It may have been a slow news week — no national security flaws or revelations, no more signs that Google is trying to take over the world — but we had plenty of content to feed your tech appetite here on All Tech Considered.
ICYMI
Well, that's not good ... The blog took some time this week to look at the broader implications of the massive security breach at Target, Neiman Marcus and, potentially, other merchants. Elise Hu reports that this might finally force the U.S. to start using cards with encrypted chips because industry leaders know that current cards with magnetic stripes are outdated and easily exploitable. And Laura Sydell writes that the breach brought to light the inconsistent laws around the country concerning how quickly companies are required to alert customers that sensitive data were stolen.
You don't look a day over 29. The original Macintosh is celebrating an important birthday Friday: It's now old enough for run for U.S. senator. Steve Henn has a retrospective on its plucky beginnings. On the other side of the PC vs. Mac aisle, the once-acclaimed Windows XP just turned 12, and Microsoft wants the stragglers to switch over to an operating system that wasn't developed in the previous millennium. I found that it's proving harder than it seems — partly because mobile computing is getting so powerful. Alan Yu reports that your smartphone might soon be able to detect gamma radiation.
And your weekly gaming fix! NPR's gaming guru Steve Mullis reviews Nidhogg, a two-player game reminiscent of the good ol' arcade days, when Steve would make strangers cry by beating them on a Joust cabinet. (He didn't say that; we're just assuming.) KQED's Amy Standen tries to make a helicopter fly using only her mind and a brain-controlled headset, but her Jedi-like powers have limited success.
The Big Conversation
Even without a major revelation this week, the NSA has still been the subject of many in-depth analyses. An independent review board in the executive branch determined that the phone data collection program is illegal and called for it to end. WNYC's Brian Lehrer collected a list of the mass intelligence-gathering capabilities we know the NSA currently has.
Columbia Journalism Review's Lauren Kirchner documented the ongoing FOIA fight over NSA-related documents. In the U.K., The Guardian's editor, Alan Rusbridger, accused Parliament of complacency on surveillance issues.
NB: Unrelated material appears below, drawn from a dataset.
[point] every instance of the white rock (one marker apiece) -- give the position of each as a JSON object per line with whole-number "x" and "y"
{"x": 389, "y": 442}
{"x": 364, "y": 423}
Meanwhile, historian Sean Wilentz wrote in The New Republic that NSA leaker Edward Snowden and former Guardian journalist Glenn Greenwald aren't truth-telling fighters for constitutional rights but rather enemies of "the liberal state." Snowden also took a variety of questions in an online Q&A Thursday. NPR's Mark Memmott recapped the answers in The Two-Way.
Curiosities
The Atlantic: What If Your Autonomous Car Keeps Routing You Past Krispy Kreme?
Dieters, beware! Here's a vision of a world where advertising could be integrated into your vehicle.
Slate: Facebook Study Finds Princeton Is About To Go The Way Of MySpace
After a Princeton study concluded that Facebook will lose 80 percent of its user base in the coming years, Facebook concluded that Princeton will lose half of its enrollment by 2018. It's a witty exchange on the power of numbers.
The New York Times: Big Web Crash In China: Experts Suspect Great Firewall
China's Web traffic mysteriously failed for several hours on Wednesday. Ever weirder, some of its traffic redirected to a website based in a Wyoming building that some think normally helps people get around the Chinese firewall. Weirder still, that building is home to several thousand companies. Odd all around.